Weather: Clear sky with clouds starting to stream in, in the later afternoon. Calm winds in the valley with some moderate westerly gusts at ridegline.
Snowpack: Same same as this previous obs, just more snow and some wind effect. No obvious or observed sings to instability on supported slopes up to 38 degrees. Defiantly wind loading below ridgelines from our previous storm. Easy to just simply avoid so no more details.

The great wide open on Schuylkill. Small windslabs down low, bigger slabs in the start zone that are difficult to see in this picture.

It back. The glide cracks near the head of the Slate River Drainage.

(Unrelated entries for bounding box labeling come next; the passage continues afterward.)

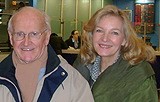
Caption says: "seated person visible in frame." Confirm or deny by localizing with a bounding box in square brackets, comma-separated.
[49, 33, 69, 54]
[65, 30, 81, 49]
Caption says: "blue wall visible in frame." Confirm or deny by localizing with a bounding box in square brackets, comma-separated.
[113, 0, 160, 47]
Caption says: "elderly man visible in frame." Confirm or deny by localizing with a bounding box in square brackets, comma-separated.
[0, 7, 93, 102]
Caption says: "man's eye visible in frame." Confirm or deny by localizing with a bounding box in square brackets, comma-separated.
[30, 32, 39, 36]
[16, 32, 24, 36]
[112, 32, 118, 35]
[96, 29, 103, 33]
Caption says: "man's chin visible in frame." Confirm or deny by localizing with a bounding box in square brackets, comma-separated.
[21, 59, 35, 64]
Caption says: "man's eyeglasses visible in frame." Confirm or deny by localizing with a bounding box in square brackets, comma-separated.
[13, 29, 47, 41]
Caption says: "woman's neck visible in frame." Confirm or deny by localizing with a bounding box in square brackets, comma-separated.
[101, 54, 119, 72]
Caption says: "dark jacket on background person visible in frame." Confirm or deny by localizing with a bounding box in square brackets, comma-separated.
[65, 37, 81, 49]
[49, 33, 69, 54]
[0, 46, 94, 102]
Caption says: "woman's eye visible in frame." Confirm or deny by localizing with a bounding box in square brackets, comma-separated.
[112, 32, 119, 35]
[96, 29, 103, 33]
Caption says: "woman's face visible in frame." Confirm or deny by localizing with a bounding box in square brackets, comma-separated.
[93, 16, 126, 57]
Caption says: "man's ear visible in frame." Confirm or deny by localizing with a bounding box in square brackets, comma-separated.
[8, 31, 13, 46]
[121, 39, 126, 46]
[45, 31, 51, 45]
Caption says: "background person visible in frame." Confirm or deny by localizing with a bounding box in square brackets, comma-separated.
[73, 5, 158, 102]
[49, 33, 69, 55]
[65, 30, 81, 49]
[0, 7, 94, 102]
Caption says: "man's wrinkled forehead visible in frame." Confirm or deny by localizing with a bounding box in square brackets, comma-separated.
[13, 8, 44, 22]
[13, 8, 45, 29]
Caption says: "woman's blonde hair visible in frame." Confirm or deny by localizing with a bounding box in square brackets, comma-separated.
[80, 5, 156, 65]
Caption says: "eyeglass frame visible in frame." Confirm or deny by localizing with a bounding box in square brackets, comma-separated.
[12, 28, 47, 41]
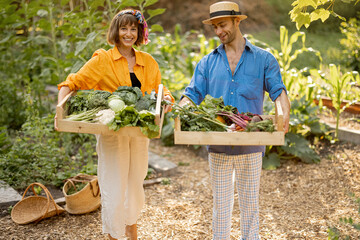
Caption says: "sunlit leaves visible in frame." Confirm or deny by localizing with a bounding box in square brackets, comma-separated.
[289, 0, 359, 30]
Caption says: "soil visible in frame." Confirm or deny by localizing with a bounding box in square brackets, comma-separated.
[0, 136, 360, 240]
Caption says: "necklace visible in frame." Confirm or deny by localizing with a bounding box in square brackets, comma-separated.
[118, 47, 135, 59]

White Christmas in the Anthracites

CB Avalanche Center2016-17 Observations

Location: Kebler Pass Area
Date of Observation: 12/25/2016 – 12/26/2016
Name: Zach Guy
Subject: White Christmas in the Anthracites
Aspect: North, North East, East, South East, West, North West
Elevation: 10,000-12,400 ft

Avalanches: Skier triggered a couple of harmless soft slabs each day, ~6-8″ deep on slightly wind affected below treeline slopes, various aspects. SS-AS-R1-D1-S. Lots of natural and skier triggered, shallow sluffing on various aspects.  L-AS/N-R1-D1-S
One natural D2.5 persistent slab ran during the storm, on a NNW aspect ATL. Crown looked about 3 to 5 feet deep and ran on or near the ground. HS-N-R3-D2.5-O/G
Weather: 12/25. S2 most of the day. Moderate NW winds with extreme gusts and intense snow transport. Overcast. -12C in the a.m.
12/26. Overcast decreased to clear. S-1 in the a.m. Very cold temps. Calm to light winds, minimal transport.
Snowpack: Christmas storm total was about 12″-14″, right-side-up. Snow depth in a wind sheltered flat slope was 145 cm. Ski pen was knee deep below treeline and ankle deep or less above treeline, where snow surfaces were stiffened by the wind. Stayed below treeline on 12/25 and saw no signs of instability except the avalanches described above. On 12/26, stomped on a number of suspect windloaded ridges N/ATL and couldn’t get anything to budge. No signs of instability observed other than the avalanches described above and some minor cracking in spots.

IMG_0366

Mountain Weather 12/27/2016

CB Avalanche CenterWeather

Date: 12/27/2016

Some of the season’s coldest temperatures will greet you as you step out the door this morning after a clear and calm night is pushing double digit below zero readings in the valleys (-26º in Taylor Park), while up on Scarp Ridge (12,000ft) we’re seeing a balmy 16ºF above zero. Strong solar will bounce temperatures into the mid teens today.  Looking ahead, winds increase tomorrow, along with a chance of flurries on Wednesday as the northern jetstream dips south. We’ll see quiet weather until the weekend, when it looks like another active pattern sets up to kick in 2017.